What else about his partner reminds him of change that is scary? Apart from her somewhat changed external appearance, there are behavioral changes that occur in direct relation to her body’s bio­chemical changes that may also influence his perception. The thinning of her vaginal lining and painful intercourse may begin to intrude upon their sexual relationship. Changing bed linen or clothing in the middle of the night becomes the result of sweaty hot flashes instead of steamy sex. Add the fact that the man may be having an increasing problem with obtaining and maintaining an erection. Imagine the hesitation he feels at even trying to have intercourse with his wife when he realizes that she is enduring discomfort. They both know that sex should be enjoyable, not physically or emotionally painful. So he may just stop trying to relate sexually to her, and she may not object.

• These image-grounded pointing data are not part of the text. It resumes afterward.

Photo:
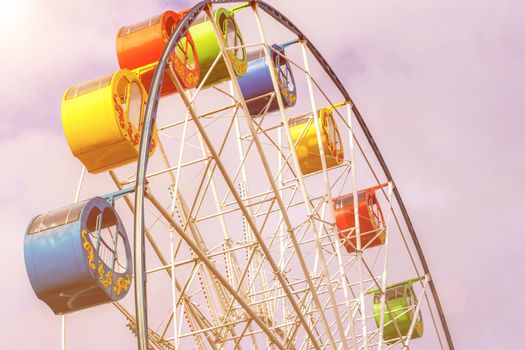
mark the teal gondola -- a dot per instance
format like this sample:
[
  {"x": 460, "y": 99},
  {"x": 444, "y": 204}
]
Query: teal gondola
[
  {"x": 257, "y": 87},
  {"x": 78, "y": 257}
]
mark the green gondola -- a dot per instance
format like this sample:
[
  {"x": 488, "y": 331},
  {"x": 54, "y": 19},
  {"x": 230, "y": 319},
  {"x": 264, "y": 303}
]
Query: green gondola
[
  {"x": 208, "y": 48},
  {"x": 400, "y": 304}
]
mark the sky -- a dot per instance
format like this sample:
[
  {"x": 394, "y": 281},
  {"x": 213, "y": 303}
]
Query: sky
[{"x": 440, "y": 84}]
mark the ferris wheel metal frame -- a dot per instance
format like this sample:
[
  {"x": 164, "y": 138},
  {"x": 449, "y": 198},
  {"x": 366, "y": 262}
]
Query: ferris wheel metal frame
[
  {"x": 150, "y": 116},
  {"x": 230, "y": 291}
]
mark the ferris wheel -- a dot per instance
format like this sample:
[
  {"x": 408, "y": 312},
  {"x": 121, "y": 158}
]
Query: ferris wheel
[{"x": 251, "y": 208}]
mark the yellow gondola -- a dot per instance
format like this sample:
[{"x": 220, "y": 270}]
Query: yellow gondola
[
  {"x": 102, "y": 120},
  {"x": 304, "y": 137}
]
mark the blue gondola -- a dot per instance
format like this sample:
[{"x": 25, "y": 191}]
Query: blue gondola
[
  {"x": 256, "y": 85},
  {"x": 78, "y": 257}
]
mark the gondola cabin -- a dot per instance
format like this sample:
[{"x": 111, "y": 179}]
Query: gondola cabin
[
  {"x": 257, "y": 86},
  {"x": 304, "y": 136},
  {"x": 140, "y": 46},
  {"x": 208, "y": 48},
  {"x": 400, "y": 304},
  {"x": 102, "y": 121},
  {"x": 371, "y": 222},
  {"x": 78, "y": 257}
]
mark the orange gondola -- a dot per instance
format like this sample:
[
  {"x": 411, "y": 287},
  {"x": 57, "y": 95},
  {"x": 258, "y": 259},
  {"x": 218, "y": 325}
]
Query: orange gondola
[
  {"x": 371, "y": 222},
  {"x": 140, "y": 46}
]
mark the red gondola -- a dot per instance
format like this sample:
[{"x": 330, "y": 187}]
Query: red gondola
[{"x": 371, "y": 222}]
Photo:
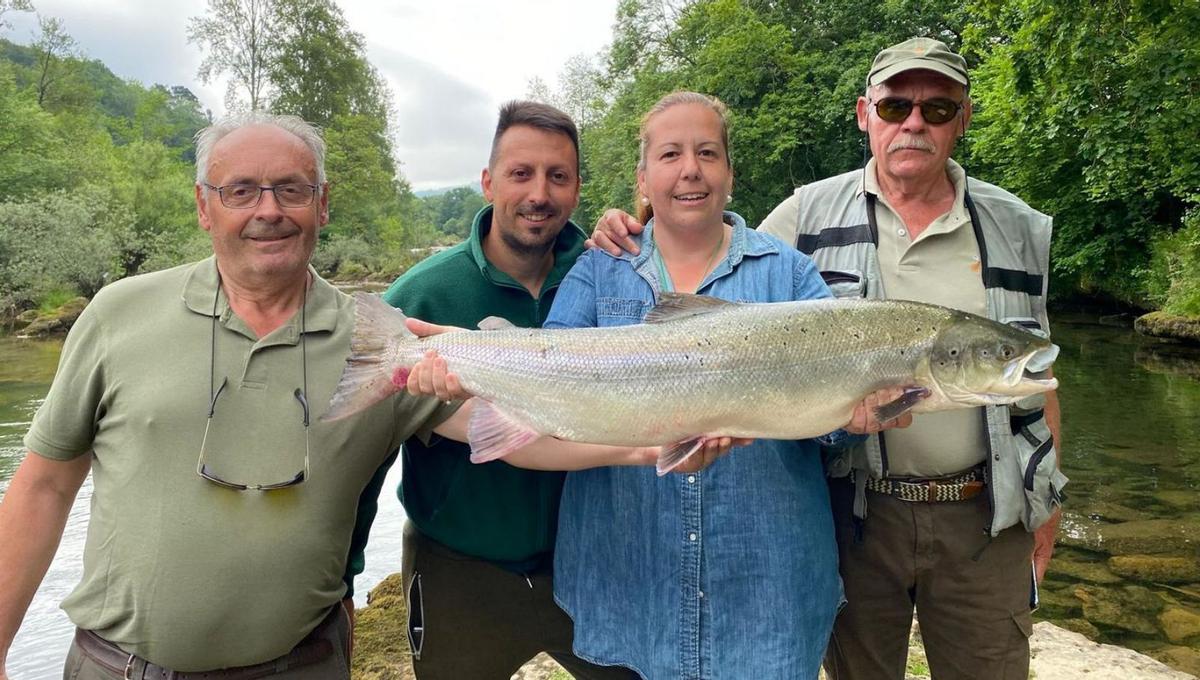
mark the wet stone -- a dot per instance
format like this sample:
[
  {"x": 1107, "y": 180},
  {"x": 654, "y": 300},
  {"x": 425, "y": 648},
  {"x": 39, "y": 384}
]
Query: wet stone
[
  {"x": 1132, "y": 608},
  {"x": 1180, "y": 624},
  {"x": 1157, "y": 569}
]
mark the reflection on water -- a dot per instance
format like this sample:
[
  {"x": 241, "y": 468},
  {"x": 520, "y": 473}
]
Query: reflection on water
[{"x": 1132, "y": 431}]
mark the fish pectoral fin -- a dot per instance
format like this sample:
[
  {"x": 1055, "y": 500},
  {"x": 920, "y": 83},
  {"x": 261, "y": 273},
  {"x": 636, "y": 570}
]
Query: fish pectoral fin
[
  {"x": 675, "y": 306},
  {"x": 493, "y": 433},
  {"x": 496, "y": 324},
  {"x": 901, "y": 404},
  {"x": 675, "y": 455}
]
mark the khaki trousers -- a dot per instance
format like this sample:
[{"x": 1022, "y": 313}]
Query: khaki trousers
[
  {"x": 972, "y": 596},
  {"x": 481, "y": 621}
]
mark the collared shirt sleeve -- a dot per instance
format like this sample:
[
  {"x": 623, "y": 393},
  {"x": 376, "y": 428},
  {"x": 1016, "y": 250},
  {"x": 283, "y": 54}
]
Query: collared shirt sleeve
[
  {"x": 575, "y": 304},
  {"x": 66, "y": 422},
  {"x": 784, "y": 222}
]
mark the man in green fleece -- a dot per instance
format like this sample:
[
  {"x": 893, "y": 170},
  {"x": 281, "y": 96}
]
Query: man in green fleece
[{"x": 479, "y": 542}]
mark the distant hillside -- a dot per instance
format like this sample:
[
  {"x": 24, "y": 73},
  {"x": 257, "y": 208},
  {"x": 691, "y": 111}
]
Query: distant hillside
[
  {"x": 441, "y": 191},
  {"x": 88, "y": 85}
]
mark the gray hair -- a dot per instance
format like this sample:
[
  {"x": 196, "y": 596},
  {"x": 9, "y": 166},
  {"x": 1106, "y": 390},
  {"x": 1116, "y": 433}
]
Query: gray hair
[{"x": 307, "y": 133}]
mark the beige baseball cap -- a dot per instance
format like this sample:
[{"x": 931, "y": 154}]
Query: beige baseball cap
[{"x": 918, "y": 53}]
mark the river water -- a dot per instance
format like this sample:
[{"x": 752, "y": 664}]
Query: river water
[{"x": 1132, "y": 431}]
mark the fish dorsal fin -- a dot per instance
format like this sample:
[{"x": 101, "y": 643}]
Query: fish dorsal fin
[
  {"x": 496, "y": 324},
  {"x": 675, "y": 306}
]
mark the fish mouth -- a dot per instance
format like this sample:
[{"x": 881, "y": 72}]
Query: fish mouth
[{"x": 1030, "y": 374}]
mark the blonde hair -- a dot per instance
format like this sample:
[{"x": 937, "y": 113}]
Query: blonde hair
[{"x": 645, "y": 211}]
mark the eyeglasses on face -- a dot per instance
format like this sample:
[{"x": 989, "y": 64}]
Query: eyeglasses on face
[
  {"x": 937, "y": 110},
  {"x": 291, "y": 194}
]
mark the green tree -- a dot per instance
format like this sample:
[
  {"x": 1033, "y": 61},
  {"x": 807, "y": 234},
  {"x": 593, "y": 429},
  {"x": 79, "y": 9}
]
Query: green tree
[
  {"x": 54, "y": 48},
  {"x": 1085, "y": 109},
  {"x": 239, "y": 37}
]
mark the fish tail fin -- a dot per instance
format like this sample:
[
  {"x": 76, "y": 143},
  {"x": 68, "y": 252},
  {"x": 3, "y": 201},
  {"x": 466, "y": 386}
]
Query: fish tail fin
[
  {"x": 369, "y": 374},
  {"x": 493, "y": 433},
  {"x": 675, "y": 455}
]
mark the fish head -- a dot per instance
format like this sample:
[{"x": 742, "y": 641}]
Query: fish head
[{"x": 976, "y": 361}]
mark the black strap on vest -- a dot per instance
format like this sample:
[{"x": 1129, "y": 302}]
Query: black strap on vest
[{"x": 993, "y": 277}]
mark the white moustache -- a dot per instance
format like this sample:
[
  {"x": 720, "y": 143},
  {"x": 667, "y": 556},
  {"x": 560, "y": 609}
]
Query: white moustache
[{"x": 912, "y": 142}]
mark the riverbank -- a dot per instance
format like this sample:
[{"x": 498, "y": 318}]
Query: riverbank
[{"x": 1057, "y": 654}]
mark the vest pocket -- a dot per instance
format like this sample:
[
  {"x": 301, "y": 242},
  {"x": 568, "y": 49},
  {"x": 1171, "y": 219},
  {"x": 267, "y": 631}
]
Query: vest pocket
[
  {"x": 846, "y": 283},
  {"x": 1042, "y": 480}
]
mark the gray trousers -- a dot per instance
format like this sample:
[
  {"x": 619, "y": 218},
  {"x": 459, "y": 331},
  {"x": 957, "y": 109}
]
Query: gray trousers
[
  {"x": 972, "y": 596},
  {"x": 480, "y": 621},
  {"x": 333, "y": 666}
]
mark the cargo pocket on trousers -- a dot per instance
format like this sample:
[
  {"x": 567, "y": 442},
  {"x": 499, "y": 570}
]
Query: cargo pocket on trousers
[
  {"x": 846, "y": 283},
  {"x": 415, "y": 627},
  {"x": 1042, "y": 479}
]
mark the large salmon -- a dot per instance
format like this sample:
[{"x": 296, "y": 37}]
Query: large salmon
[{"x": 702, "y": 367}]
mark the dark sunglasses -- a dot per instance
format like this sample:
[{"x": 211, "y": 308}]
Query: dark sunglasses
[{"x": 937, "y": 110}]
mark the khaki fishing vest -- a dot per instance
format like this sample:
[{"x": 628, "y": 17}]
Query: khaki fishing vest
[{"x": 837, "y": 229}]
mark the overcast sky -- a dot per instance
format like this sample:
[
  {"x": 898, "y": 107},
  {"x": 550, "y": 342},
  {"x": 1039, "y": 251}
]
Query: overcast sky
[{"x": 450, "y": 62}]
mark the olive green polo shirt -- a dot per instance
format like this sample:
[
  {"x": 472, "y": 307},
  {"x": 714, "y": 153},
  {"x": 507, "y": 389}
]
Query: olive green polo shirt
[
  {"x": 940, "y": 266},
  {"x": 184, "y": 572}
]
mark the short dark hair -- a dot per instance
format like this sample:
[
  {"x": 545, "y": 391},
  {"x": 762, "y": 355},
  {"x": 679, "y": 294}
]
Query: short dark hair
[{"x": 534, "y": 114}]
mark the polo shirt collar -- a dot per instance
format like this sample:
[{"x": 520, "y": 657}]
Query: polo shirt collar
[
  {"x": 321, "y": 304},
  {"x": 568, "y": 246}
]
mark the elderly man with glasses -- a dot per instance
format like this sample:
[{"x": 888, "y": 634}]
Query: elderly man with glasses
[
  {"x": 222, "y": 511},
  {"x": 943, "y": 516}
]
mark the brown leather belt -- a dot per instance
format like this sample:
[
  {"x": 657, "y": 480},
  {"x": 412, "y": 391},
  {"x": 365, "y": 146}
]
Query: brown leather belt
[
  {"x": 310, "y": 650},
  {"x": 943, "y": 489}
]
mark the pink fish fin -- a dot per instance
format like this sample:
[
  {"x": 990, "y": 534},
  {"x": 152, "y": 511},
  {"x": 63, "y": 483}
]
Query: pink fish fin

Meanwhile during the male’s daily activities at work or at play, if he is exuding the charisma of money or power, he may attract younger women. They make him feel good by subconsciously enabling him to project a longer and healthier future for himself. With problems at home that he doesn’t understand or relate to, he enters into a relation­ship that he did not initially chase or choose.

It is fair, then, to say that one part of the male’s awareness of the problems in his life is triggered by a woman’s menopause. This is not to lay responsibility on a woman for a man’s crisis, but it is to say that a woman’s changes in midlife are noticed by a man, and he cannot help but begin to examine the changes that are occurring in his own life at this time.

Sadly, much of the marital disillusionment, discord, and dissolution that occur when otherwise good marriages become shaky, around the time of menopause, are fully preventable. The problems must be recognized for what they are. You can work through the problems once you understand them, rather than abandoning the relationship or continuing the infidelity. The solution to the problems lies in open, honest communication.